RNC Chair Ed Gillespie is a liar. Not quite polished because his lies actually hurt his cause in the same news cycle.

He's super POed and not afraid to tell anybody that there was a MoveOn.org ad that compared Bush to Hitler. He's also not afraid to tell anybody that MoveOn plans to spend $7 million to air it.

The truth is that there was an ad up on thw site, one of 1,500 entries. It was put up there to be voted on by, you know, actual people. The actual, you know, people, hated it, thought it was stupid and down the toilet it went.

Down the toilet, in this case like so many others leads directly to the RNC Web site, which is now where most people will see the ad. See how exploiting Hitler outrage is bad for the other side but good for them?

Or something.

Except the Holocaust and Hitler are brought up frequently as extreme examples of, well all kinds of things.

Washington Post columnist Richard Cohen, for instance,
reminds us that Grover Norquist compared the estate tax to the Holocaust, Apartheid and communism.
Norquist referred to the supposedly specious argument that the estate tax was worth keeping because it really affected only "2 percent of Americans." He went on: "I mean, that's the morality of the Holocaust. 'Well, it's only a small percentage,' you know. I mean, it's not you. It's somebody else."

From the transcript, it seems that Gross couldn't believe her ears. "Excuse me," she interjected. "Excuse me one second. Did you just . . . compare the estate tax with the Holocaust?"

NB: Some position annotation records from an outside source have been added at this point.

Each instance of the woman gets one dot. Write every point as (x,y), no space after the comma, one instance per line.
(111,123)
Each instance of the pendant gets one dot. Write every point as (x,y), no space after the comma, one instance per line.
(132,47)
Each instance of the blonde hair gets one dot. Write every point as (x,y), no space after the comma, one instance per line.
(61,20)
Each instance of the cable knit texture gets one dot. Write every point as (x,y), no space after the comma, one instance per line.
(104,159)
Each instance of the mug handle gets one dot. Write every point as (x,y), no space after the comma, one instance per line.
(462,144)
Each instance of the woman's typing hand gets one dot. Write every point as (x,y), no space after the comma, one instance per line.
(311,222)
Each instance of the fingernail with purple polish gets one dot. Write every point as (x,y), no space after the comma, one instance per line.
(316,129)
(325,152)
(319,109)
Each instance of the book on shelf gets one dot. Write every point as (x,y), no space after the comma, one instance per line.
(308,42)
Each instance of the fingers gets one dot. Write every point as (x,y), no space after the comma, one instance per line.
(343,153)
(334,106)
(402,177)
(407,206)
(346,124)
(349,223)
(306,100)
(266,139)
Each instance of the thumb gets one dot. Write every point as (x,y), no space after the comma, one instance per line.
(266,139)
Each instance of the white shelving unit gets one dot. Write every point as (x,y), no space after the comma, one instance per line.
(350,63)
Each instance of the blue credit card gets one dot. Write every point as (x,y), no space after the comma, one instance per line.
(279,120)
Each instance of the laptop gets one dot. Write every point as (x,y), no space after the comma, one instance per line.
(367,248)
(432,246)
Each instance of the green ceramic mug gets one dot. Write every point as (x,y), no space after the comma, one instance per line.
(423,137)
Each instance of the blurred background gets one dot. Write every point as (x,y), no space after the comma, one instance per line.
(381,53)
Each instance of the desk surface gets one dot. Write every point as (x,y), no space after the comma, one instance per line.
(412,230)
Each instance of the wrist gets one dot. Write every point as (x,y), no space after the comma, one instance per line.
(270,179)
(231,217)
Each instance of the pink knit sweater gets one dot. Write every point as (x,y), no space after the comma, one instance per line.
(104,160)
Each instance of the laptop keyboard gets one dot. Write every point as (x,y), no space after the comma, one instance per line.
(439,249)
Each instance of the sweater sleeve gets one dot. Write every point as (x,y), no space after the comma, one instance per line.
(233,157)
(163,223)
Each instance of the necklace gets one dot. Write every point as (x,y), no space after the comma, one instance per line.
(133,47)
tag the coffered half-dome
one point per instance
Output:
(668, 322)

Norquist explained himself. "No, the morality that says it's okay to do something to a group because they're a small percentage of the population is the morality that says the Holocaust is okay because they didn't target everybody, just a small percentage." He went on to liken the estate tax to apartheid in the old South Africa and to the communist regime of the old East Germany. How he neglected Iraq under Saddam Hussein I will never know.


Now, logically, his argument makes sense — Just because a tiny amount of people are effected doesn't make it right to persecute them (well, blacks were and are the majority in South Africa, but ...

The column goes on to state that Norquist pretty much has the ear of today's elected leaders. The actual point of the article is about how Republicans are so rabidly anti-tax (Bush?) they'll say and do anything. Difference? Elections got the Republicans there.

And then there's this. (via Counterspin)

And Rush "feminazi" Limbaugh certainly should bear some of the "credit" for all this.